La chevelure relève du domaine de l'intimité. Ici elle dissimule une autre intimité à travers la diffusion en boucle d'une vidéo captée en Tunisie. Le visiteur est invité à se glisser dessous pour la visonner. Seul le son indique que quelque chose se passe à l'intérieur de cette masse pileuse.

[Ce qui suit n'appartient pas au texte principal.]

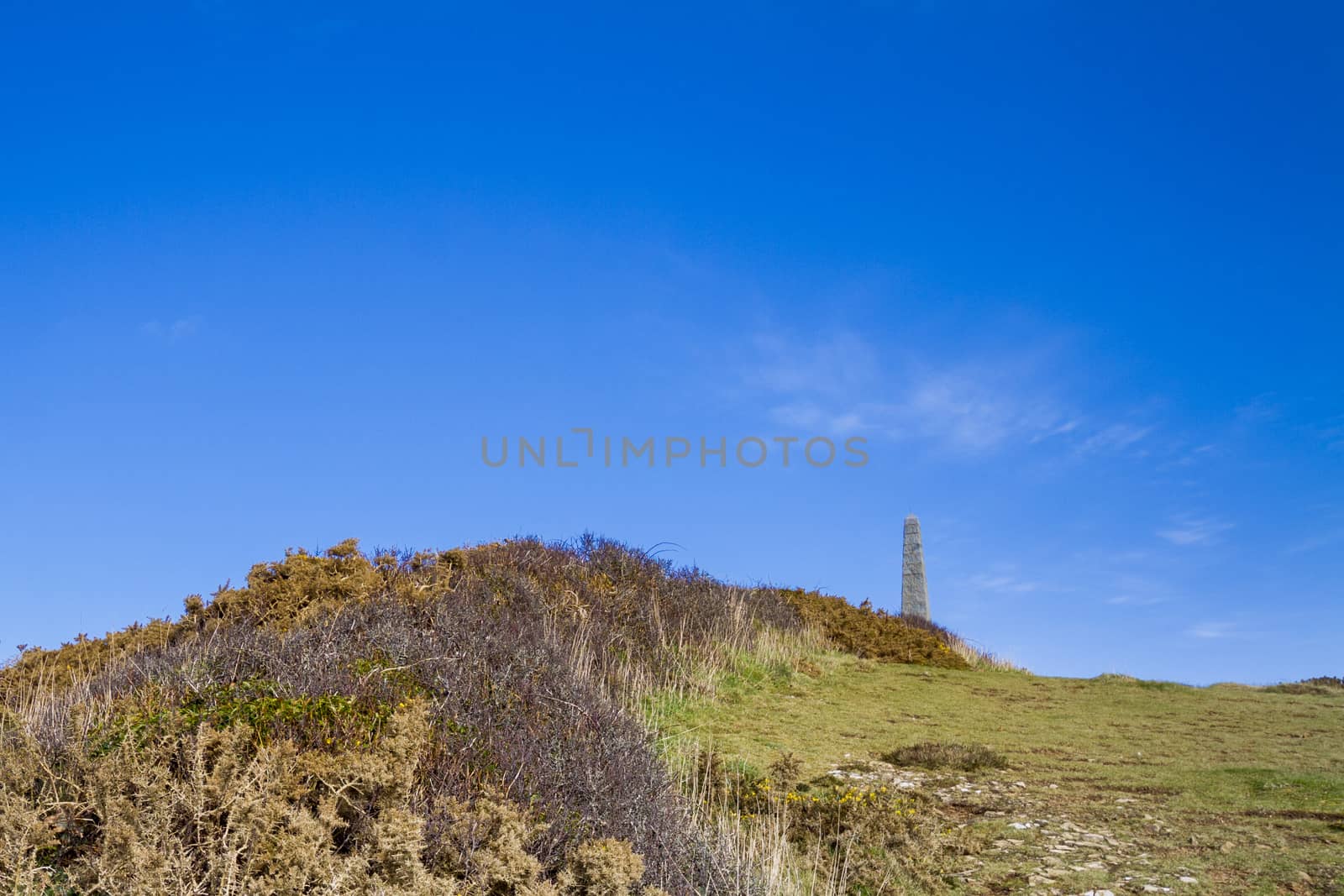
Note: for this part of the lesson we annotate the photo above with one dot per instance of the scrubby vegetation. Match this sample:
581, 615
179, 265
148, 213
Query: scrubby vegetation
407, 723
1319, 685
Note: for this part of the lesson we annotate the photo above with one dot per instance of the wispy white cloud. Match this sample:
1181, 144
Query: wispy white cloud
1320, 540
1209, 631
1187, 530
1258, 411
1115, 438
174, 331
1135, 600
1000, 584
837, 385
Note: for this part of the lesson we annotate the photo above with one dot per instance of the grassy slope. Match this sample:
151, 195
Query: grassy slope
1236, 788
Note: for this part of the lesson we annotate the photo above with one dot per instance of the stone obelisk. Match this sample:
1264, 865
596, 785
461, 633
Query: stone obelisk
914, 591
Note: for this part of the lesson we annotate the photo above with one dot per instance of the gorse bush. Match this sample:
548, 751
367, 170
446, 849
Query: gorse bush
400, 723
874, 633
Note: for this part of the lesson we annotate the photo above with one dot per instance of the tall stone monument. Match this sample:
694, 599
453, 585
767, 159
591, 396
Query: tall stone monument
914, 591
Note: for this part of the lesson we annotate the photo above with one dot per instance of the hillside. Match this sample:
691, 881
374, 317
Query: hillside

En 2016, j’ai été invitée par l’association « Les amis des arts plastiques » à participer à la manifestation Borj en péril dans le cadre de Sfax capitale culturelle arabe. Cette manifestation consistait en un parcours où chaque borj devenait le lieu d’une exposition, d’un spectacle, d’un concert ou d’une lecture. Un circuit était organisé en cars. Ainsi dans chaque lieu débarquaient à un rythme soutenu 30 à 50 personnes. Historiquement le borj est une habitation d’été, située en périphérie des villes, au confort rudimentaire, plutôt réservée aux hommes. La présence progressive des femmes va modifier la configuration intérieure. Une nouvelle pièce apparaît, la cuisine. La richesse de cette bâtisse est le terrain attenant composé d’un potager, d’une oliveraie et d’un verger. Avec l’étendu des villes, le borj se retrouve au centre et son terrain est très convoité par les promoteurs immobiliers. Ici le projet consistait à mettre à disposition dans un salon, des coupons de tissus et des épingles à nourrisse. Des visiteuses étaient invitées à s’habiller à l’aide de ces tissus tout en racontant des souvenirs d’enfance autour du textile. La séance d’habillage filmée, était retransmise en direct dans un salon voisin. Chaque captation dure environ 5 minutes. Dans La Fissure des intimités la captation a duré plus de 15 minutes ; la jeune femme s’étant totalement prise au jeu. Cette vidéo est brute, dans sa captation, son montage et dans le son. Ce dernier est le témoin d’un brouhaha quasi permanent qui traduit une ambiance sonore et une activité caractéristiques de la ville tunisienne. Ce qui est frappant dans la plupart des captations c’est le fait de se voiler le visage au cours de l’habillage. Ce geste typiquement oriental est un geste culturel. De même que la façon d’assembler, de plier les tissus, de les manipuler, l’utilisation des nœuds, leurs formes... deviennent des signes culturels. À travers les souvenirs évoqués, on perçoit la répartition des rôles dans la maison. Le monde des femmes est partitionné de celui des hommes et chacun en fonction des occupants et des moments devient un étranger dans sa maison.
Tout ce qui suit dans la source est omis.